Margot is completely different to the other tenants, she is an older lady who has been living in her top floor flat for two decades. She has seen many tenants come and go.
The House of New Beginnings tells all of their stories and through the narrative we watch each of them grow through their pain and build new lives. Slowly they begin to engage with life again, build new friendships and reconnect with the old.
Diamond’s characters are likeable, interesting and complex. Their issues are relatable but they have all had very different issues to each other. I found the book very hard to put down each time I got involved because I always wanted to know what happened next for the character I was reading about but with alternating chapters it took a little longer than I would have liked.
Slowly the characters start to interact with each other and with time, and patience, they find themselves forming strong friendships and beginning new chapters of their lives.

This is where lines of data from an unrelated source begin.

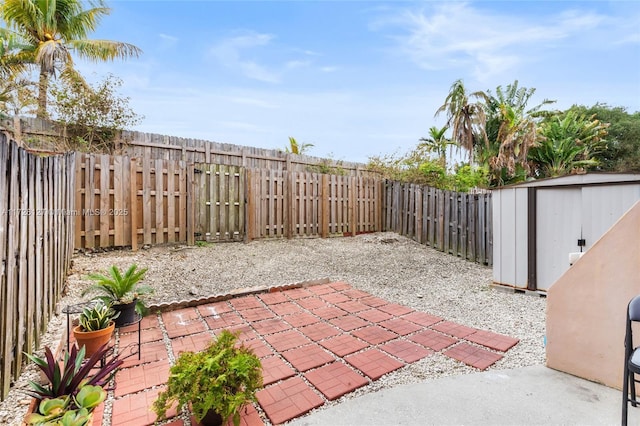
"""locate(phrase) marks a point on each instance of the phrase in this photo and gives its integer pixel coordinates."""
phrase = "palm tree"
(568, 143)
(437, 142)
(512, 131)
(466, 119)
(53, 29)
(297, 148)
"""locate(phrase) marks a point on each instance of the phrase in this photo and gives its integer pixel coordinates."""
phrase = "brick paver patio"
(316, 344)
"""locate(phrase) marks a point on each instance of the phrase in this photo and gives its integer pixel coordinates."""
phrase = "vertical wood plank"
(133, 208)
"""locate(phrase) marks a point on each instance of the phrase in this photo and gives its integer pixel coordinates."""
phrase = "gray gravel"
(383, 264)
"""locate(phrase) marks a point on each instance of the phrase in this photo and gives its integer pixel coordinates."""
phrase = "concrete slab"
(534, 395)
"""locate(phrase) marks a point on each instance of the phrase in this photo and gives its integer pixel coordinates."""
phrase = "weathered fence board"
(36, 232)
(304, 204)
(219, 202)
(452, 222)
(124, 201)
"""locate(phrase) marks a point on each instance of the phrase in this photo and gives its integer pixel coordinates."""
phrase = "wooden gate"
(219, 202)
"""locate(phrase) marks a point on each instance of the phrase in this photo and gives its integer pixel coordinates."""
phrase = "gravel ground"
(383, 264)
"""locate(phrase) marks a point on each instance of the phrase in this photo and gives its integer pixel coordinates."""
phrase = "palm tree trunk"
(43, 86)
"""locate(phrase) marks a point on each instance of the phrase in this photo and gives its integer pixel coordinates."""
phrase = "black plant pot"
(127, 313)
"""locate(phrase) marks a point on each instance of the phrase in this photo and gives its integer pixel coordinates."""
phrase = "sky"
(358, 79)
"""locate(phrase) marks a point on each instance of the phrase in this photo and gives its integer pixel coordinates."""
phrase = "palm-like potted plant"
(96, 325)
(217, 382)
(122, 290)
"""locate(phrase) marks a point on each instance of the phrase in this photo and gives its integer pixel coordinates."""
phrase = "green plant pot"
(127, 313)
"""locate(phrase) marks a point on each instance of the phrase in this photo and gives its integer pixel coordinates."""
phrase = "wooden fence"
(122, 201)
(44, 135)
(36, 245)
(452, 222)
(299, 204)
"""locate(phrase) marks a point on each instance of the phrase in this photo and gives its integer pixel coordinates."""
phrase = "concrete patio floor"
(316, 343)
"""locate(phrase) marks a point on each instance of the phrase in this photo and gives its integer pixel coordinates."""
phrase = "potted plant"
(217, 382)
(122, 290)
(75, 386)
(96, 325)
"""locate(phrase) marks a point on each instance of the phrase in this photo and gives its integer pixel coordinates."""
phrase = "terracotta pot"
(127, 313)
(93, 340)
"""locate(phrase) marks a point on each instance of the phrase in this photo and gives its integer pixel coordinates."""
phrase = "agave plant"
(66, 378)
(68, 411)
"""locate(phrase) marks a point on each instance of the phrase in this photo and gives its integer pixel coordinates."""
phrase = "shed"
(539, 226)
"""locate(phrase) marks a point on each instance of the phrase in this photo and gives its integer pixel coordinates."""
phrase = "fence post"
(250, 206)
(133, 189)
(324, 211)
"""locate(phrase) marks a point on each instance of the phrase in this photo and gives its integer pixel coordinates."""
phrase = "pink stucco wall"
(586, 307)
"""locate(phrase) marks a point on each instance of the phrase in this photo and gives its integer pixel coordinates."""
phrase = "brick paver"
(343, 344)
(472, 355)
(433, 340)
(493, 340)
(335, 379)
(335, 337)
(307, 357)
(454, 329)
(288, 399)
(374, 363)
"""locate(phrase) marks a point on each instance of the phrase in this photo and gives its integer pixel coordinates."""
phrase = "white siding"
(510, 237)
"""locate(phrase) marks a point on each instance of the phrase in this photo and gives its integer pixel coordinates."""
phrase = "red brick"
(493, 340)
(246, 302)
(422, 318)
(287, 400)
(270, 326)
(374, 315)
(214, 309)
(287, 308)
(400, 326)
(407, 351)
(256, 314)
(433, 340)
(134, 379)
(335, 298)
(352, 306)
(136, 409)
(275, 369)
(312, 303)
(335, 380)
(473, 356)
(298, 293)
(224, 320)
(454, 329)
(374, 363)
(307, 357)
(321, 289)
(395, 309)
(374, 334)
(328, 312)
(319, 331)
(273, 298)
(349, 322)
(287, 340)
(191, 343)
(343, 344)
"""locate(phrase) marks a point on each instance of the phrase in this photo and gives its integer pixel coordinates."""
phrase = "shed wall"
(510, 237)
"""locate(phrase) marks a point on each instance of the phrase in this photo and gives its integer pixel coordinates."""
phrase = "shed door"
(559, 226)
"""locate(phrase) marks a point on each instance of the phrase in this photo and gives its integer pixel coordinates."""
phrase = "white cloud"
(230, 52)
(457, 35)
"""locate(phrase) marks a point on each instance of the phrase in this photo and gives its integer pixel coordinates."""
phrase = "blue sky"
(358, 78)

All of the characters are intriguing in their own ways and I liked them all but Georgie was a little different; the bulk of her issues were ones that she brought on herself and it wasn’t until she started some serious self reflection that she realised that. Her journey was the one that spent as much time taking her backwards as moving her forwards. Her decisions have all been to go along with Simon yet she is still quite selfish and makes things all about her. She is quite a contradiction and though I found myself shaking my head at some of her decisions I also found her the most intriguing; both to see what scrape she would find herself in next but also how she would get herself out.
The House of New Beginnings is uplifting as well as heartbreaking and a beautiful tale of fresh starts.